The keynote speaker for the ceremony, held in the WVU Creative Arts Center was Professor of the Year as voted by the class of 2013, was Robert Bastress, according to the WVU College of Law website.
“It’s okay to care,” Bastress told the class.
“Law is a helping profession. We don’t all have the wherewithal of a Kennedy or the chance to lead movements, but we do get to serve and to demonstrate that we care – whether we are serving a client, the public, a constituency, an ideal, or some other noble purpose.”
Bastress ran for a spot on the state Supreme Court in 2008 and received his law degree from Vanderbilt University in 1974.
Class president Jonathan Storage congratulated his fellow students and said, “During our first year, our forward-thinking Dean broke ground on a great undertaking to expand and modernize our school,” the site says.
“Like our school’s physical transformation, we, too, have undergone a deep and fundamental transformation – one that has prepared us for our futures.”
The college’s highest honor, the Justitia Officium Award, was presented to attorneys Susan Brewer and Lloyd Jackson by Joyce McConnell, the William J. Maier, Jr.
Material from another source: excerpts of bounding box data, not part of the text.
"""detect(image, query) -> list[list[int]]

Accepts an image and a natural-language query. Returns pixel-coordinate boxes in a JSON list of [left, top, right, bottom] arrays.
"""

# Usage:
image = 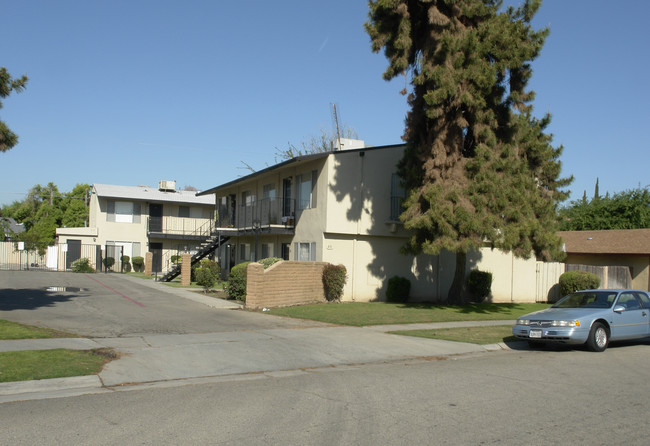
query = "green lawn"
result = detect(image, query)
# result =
[[0, 319, 116, 382], [389, 325, 517, 345], [0, 349, 113, 382], [270, 302, 548, 327], [0, 319, 76, 340]]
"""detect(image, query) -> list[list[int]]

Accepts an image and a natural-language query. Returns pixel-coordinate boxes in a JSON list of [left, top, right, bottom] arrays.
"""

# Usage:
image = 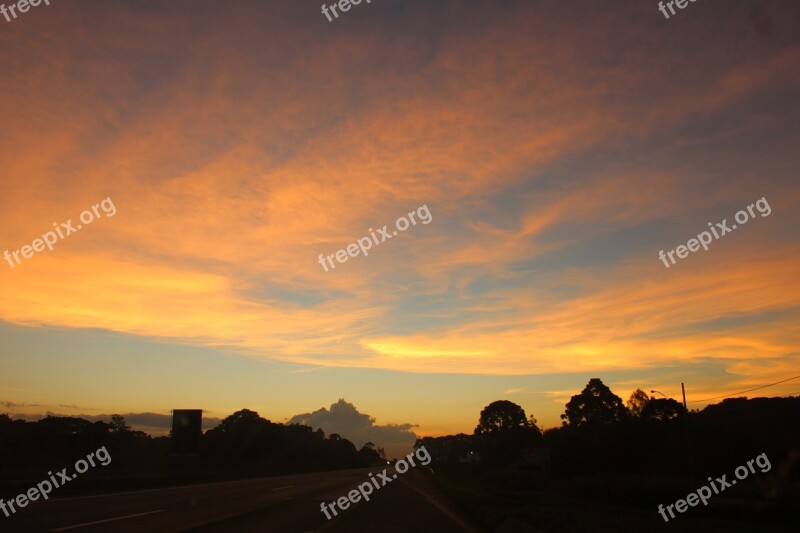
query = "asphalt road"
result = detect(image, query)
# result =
[[0, 468, 476, 533]]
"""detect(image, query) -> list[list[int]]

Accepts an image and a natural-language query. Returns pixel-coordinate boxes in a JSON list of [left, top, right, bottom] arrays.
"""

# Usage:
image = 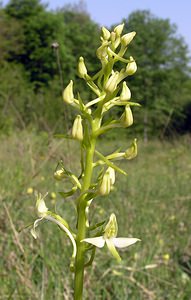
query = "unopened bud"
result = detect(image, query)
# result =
[[114, 23, 125, 37], [99, 167, 115, 196], [106, 167, 115, 185], [36, 194, 48, 217], [125, 56, 137, 75], [72, 115, 83, 141], [105, 72, 119, 93], [54, 169, 66, 180], [124, 139, 137, 159], [101, 27, 111, 41], [120, 105, 133, 127], [110, 31, 116, 43], [78, 56, 87, 78], [120, 81, 131, 101], [63, 80, 74, 104], [121, 31, 136, 47], [96, 41, 108, 60], [99, 172, 111, 196]]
Dean and Thomas R. Goodwin Professor of Law. The award was established in 1978 to commemorate the 100th anniversary of the College of Law.
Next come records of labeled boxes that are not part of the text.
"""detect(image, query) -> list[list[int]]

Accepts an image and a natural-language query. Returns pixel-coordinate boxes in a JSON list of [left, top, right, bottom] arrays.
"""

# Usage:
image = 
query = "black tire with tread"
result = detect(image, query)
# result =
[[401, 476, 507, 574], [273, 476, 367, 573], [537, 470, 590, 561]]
Brewer has been Chief Executive Officer of the Steptoe & Johnson - an international law firm with offices in Bridgeport, Charleston, Huntington, Morgantown, Wheeling and Martinsburg - since 2009.
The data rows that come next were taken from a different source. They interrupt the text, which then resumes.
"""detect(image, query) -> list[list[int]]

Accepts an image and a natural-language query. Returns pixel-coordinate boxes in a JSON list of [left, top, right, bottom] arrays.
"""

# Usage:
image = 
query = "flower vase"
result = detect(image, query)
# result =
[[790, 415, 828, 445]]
She also serves on the Board of Directors of the West Virginia University Foundation and is a member of the West Virginia Roundtable.
A former state senator, Jackson is a fellow of the West Virginia Bar Foundation. He serves on the West Virginia Board of Education as a Trustee for the Claude Worthington Benedum Foundation and has helped lead his family’s natural gas production company for the past 20 years.
A 1982 College of Law graduate, Andrew Richardson, who is now Senior Vice President of Wells Fargo Disability Management in Charleston, told the graduates that they are part of a legacy of achievement dating back almost 150 years, the site says.
“Over that time, WVU graduates have succeeded in almost every field of human endeavor,” Richardson said. “WVU has given you the tools to succeed, but you must each find your own path to success.”